It has been admitted by the newly installed interim permanent secretary Jim Harra at HMRC that the pay and salary structure within his new department needs to be overhauled. He claims that the historic pay structure has now reached ‘crisis point’ and has appealed to the Treasury for more money.
In his appeal he claimed that ‘employees had gone “many years” without a real-terms pay rise’. In August of this year the union Unison berated the department for offering a poultry 2% average pay increase. The increase which is effective for the 19/20 financial year did it is claimed see salaries rise between 1.86% and 2.08%.
Jim Harra claims that the overhaul and increase are necessary to retain and attract the right staff and to keep those currently employed engaged in the work they do. Added to this is the fact that the national minimum rates are due to increase in April 2020 and is likely to reduce an administrators wage to below the new statutory minimum.

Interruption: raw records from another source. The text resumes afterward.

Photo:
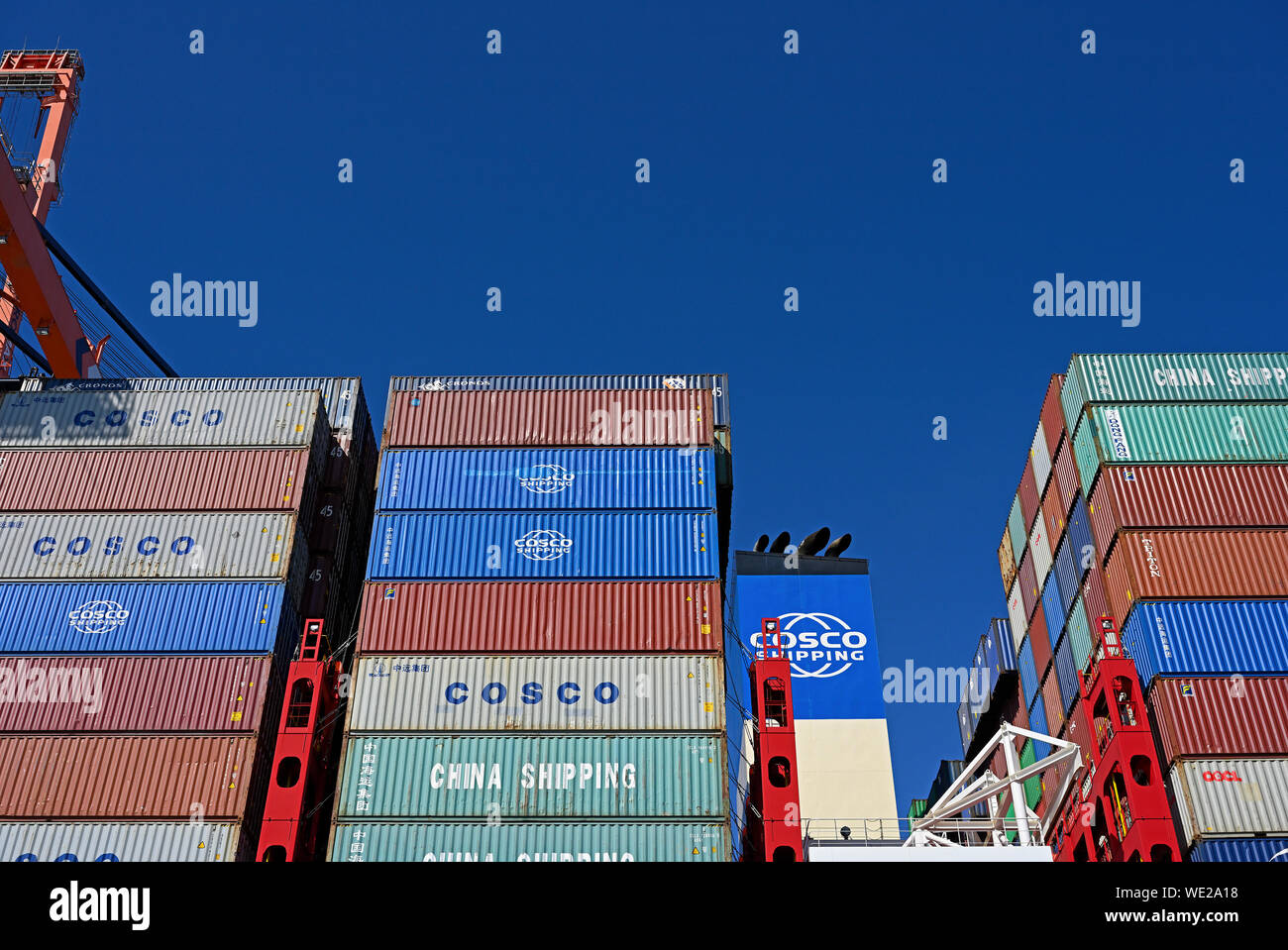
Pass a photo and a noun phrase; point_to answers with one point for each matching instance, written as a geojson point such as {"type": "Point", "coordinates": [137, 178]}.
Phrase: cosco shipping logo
{"type": "Point", "coordinates": [98, 617]}
{"type": "Point", "coordinates": [546, 477]}
{"type": "Point", "coordinates": [816, 645]}
{"type": "Point", "coordinates": [542, 545]}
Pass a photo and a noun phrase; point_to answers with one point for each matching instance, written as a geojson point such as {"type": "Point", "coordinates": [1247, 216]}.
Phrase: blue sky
{"type": "Point", "coordinates": [768, 171]}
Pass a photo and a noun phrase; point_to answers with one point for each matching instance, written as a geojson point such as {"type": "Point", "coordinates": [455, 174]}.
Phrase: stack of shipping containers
{"type": "Point", "coordinates": [539, 671]}
{"type": "Point", "coordinates": [1184, 463]}
{"type": "Point", "coordinates": [160, 542]}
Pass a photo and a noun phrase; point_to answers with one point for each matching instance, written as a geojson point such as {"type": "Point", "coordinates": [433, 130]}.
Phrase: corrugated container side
{"type": "Point", "coordinates": [545, 479]}
{"type": "Point", "coordinates": [1067, 671]}
{"type": "Point", "coordinates": [1260, 850]}
{"type": "Point", "coordinates": [553, 545]}
{"type": "Point", "coordinates": [134, 841]}
{"type": "Point", "coordinates": [154, 479]}
{"type": "Point", "coordinates": [124, 777]}
{"type": "Point", "coordinates": [1051, 606]}
{"type": "Point", "coordinates": [715, 383]}
{"type": "Point", "coordinates": [146, 546]}
{"type": "Point", "coordinates": [133, 694]}
{"type": "Point", "coordinates": [559, 777]}
{"type": "Point", "coordinates": [1006, 562]}
{"type": "Point", "coordinates": [1052, 416]}
{"type": "Point", "coordinates": [1193, 564]}
{"type": "Point", "coordinates": [159, 420]}
{"type": "Point", "coordinates": [529, 841]}
{"type": "Point", "coordinates": [1080, 635]}
{"type": "Point", "coordinates": [145, 617]}
{"type": "Point", "coordinates": [1067, 474]}
{"type": "Point", "coordinates": [1029, 682]}
{"type": "Point", "coordinates": [1017, 531]}
{"type": "Point", "coordinates": [1227, 716]}
{"type": "Point", "coordinates": [1207, 637]}
{"type": "Point", "coordinates": [1028, 494]}
{"type": "Point", "coordinates": [1019, 615]}
{"type": "Point", "coordinates": [1041, 459]}
{"type": "Point", "coordinates": [541, 617]}
{"type": "Point", "coordinates": [1231, 795]}
{"type": "Point", "coordinates": [567, 694]}
{"type": "Point", "coordinates": [554, 417]}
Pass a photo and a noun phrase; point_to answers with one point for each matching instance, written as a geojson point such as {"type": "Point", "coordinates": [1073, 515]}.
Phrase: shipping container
{"type": "Point", "coordinates": [541, 617]}
{"type": "Point", "coordinates": [516, 479]}
{"type": "Point", "coordinates": [133, 694]}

When addressing this situation he said “I will have to increasingly have to put my pay flexibility into meeting that statutory obligation to pay the national living wage, which is not a position as an employer that I want to be in at all,” His response came during questions raised by MPs in respect of the ‘widespread dissatisfaction in the department about pay’.
It was noted that in the Civil Service People Survey undertaken last year, ‘HMRC had the lowest engagement score of any major department, a just 21% of those responding felt their pay reflected adequately their performance’.